In 2009, the concept of both The Blues Brothers film and soundtrack sounds like a train wreck waiting to happen (or better yet, a high-speed car chase through a crowded mall); let’s get two white comedians, have ’em sing black soul music, and pair ’em up side-by-side with some of the biggest names in the genre. Though their shtick didn’t go without criticism, if John Belushi and Dan Aykroyd couldn’t carry a tune (or exude a little bit of soul), we wouldn’t be talking about The Blues Brothers soundtrack almost 30 years later. For a bunch of kids growing up in the 80’s, myself included, The Blues Brothers–which has been played countless times over the years on basic cable–gave us our first introduction to the world of rhythm and blues music.
Like most albums compiled before the digital age, The Blues Brothers soundtrack only features 11 tracks, which means not every musical number in the film is represented. In an age where we market the life out of everything, it’s almost unthinkable that John Lee Hooker’s “Boom Boom” did not make the cut.

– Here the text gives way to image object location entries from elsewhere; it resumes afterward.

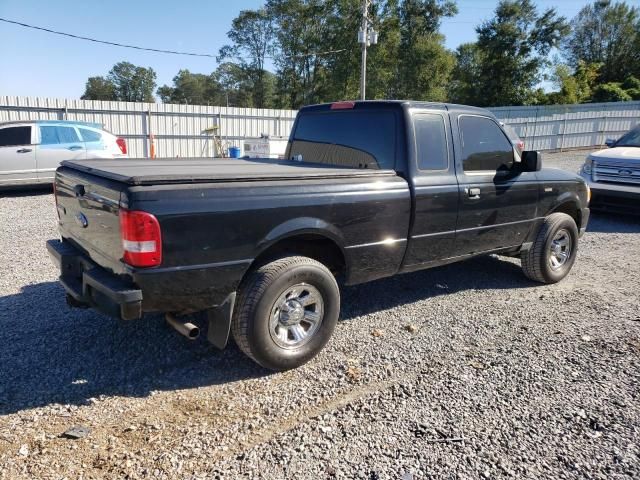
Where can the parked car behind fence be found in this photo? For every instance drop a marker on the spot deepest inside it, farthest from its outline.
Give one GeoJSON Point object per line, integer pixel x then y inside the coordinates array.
{"type": "Point", "coordinates": [614, 174]}
{"type": "Point", "coordinates": [30, 151]}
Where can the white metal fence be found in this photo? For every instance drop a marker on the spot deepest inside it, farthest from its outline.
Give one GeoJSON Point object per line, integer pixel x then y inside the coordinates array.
{"type": "Point", "coordinates": [177, 129]}
{"type": "Point", "coordinates": [559, 127]}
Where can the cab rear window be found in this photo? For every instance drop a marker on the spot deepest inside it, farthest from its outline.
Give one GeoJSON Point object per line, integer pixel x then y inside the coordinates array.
{"type": "Point", "coordinates": [10, 136]}
{"type": "Point", "coordinates": [356, 139]}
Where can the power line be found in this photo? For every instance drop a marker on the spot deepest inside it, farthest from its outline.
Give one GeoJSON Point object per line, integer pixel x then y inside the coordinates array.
{"type": "Point", "coordinates": [157, 50]}
{"type": "Point", "coordinates": [115, 44]}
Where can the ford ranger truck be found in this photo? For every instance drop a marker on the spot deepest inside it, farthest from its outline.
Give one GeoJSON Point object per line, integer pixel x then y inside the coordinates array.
{"type": "Point", "coordinates": [260, 246]}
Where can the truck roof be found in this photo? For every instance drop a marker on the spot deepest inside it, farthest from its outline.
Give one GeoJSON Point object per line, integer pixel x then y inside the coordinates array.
{"type": "Point", "coordinates": [402, 104]}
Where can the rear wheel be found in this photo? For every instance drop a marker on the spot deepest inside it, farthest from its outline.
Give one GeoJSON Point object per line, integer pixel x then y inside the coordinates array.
{"type": "Point", "coordinates": [286, 312]}
{"type": "Point", "coordinates": [554, 250]}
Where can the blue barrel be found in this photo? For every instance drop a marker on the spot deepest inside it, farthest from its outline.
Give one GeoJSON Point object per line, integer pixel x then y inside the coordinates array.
{"type": "Point", "coordinates": [234, 152]}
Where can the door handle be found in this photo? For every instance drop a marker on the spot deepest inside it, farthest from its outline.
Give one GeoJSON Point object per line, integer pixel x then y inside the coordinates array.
{"type": "Point", "coordinates": [473, 193]}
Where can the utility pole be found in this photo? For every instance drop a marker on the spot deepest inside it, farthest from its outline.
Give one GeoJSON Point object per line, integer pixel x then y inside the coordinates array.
{"type": "Point", "coordinates": [366, 37]}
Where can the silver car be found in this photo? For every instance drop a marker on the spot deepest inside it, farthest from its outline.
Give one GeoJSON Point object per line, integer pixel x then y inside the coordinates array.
{"type": "Point", "coordinates": [614, 174]}
{"type": "Point", "coordinates": [30, 151]}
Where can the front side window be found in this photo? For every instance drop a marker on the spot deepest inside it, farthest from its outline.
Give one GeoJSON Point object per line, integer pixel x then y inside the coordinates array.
{"type": "Point", "coordinates": [431, 141]}
{"type": "Point", "coordinates": [54, 134]}
{"type": "Point", "coordinates": [48, 135]}
{"type": "Point", "coordinates": [90, 135]}
{"type": "Point", "coordinates": [13, 136]}
{"type": "Point", "coordinates": [629, 139]}
{"type": "Point", "coordinates": [356, 139]}
{"type": "Point", "coordinates": [485, 147]}
{"type": "Point", "coordinates": [67, 135]}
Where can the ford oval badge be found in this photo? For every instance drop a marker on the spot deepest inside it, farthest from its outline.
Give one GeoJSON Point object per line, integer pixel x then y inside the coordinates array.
{"type": "Point", "coordinates": [82, 220]}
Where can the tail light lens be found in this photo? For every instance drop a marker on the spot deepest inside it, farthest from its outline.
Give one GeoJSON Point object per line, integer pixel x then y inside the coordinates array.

That being said, every track on The Blues Brothers soundtrack is not only an exceptional song, but will immediately take you back to a moment in the film. If I say “Minnie The Moocher” what do you picture in your head? How ’bout the theme song to Rawhide? I can’t tell you how many touring bands can relate to that scene at Bob’s Country Bunker. “Everybody Needs Somebody to Love“? Say what you will about Dan Aykroyd today, but his intro on this song still gets me pumped up.
We also can’t forget about another one of the soundtrack’s stapels, the cover of “Peter Gunn Theme,” a song that many associate solely with The Blues Brothers, more so than the television series it represented years earlier.
Including big names on a movie soundtrack doesn’t make it special, considering any film with deep pockets can pretty much pluck any song from any artist they like. What makes it work on The Blues Brothers soundtrack is that every big name on the album can be put in context with a scene in the film, making Aretha Franklin’s “Think,” Ray Charles’ “Shake A Tail Feather,” and James Brown’s gospel-drenched “The Old Landmark” that much more meaningful.
If The Blues Brothers is arguably one of the most memorable films about music ever made, what does that say about its soundtrack?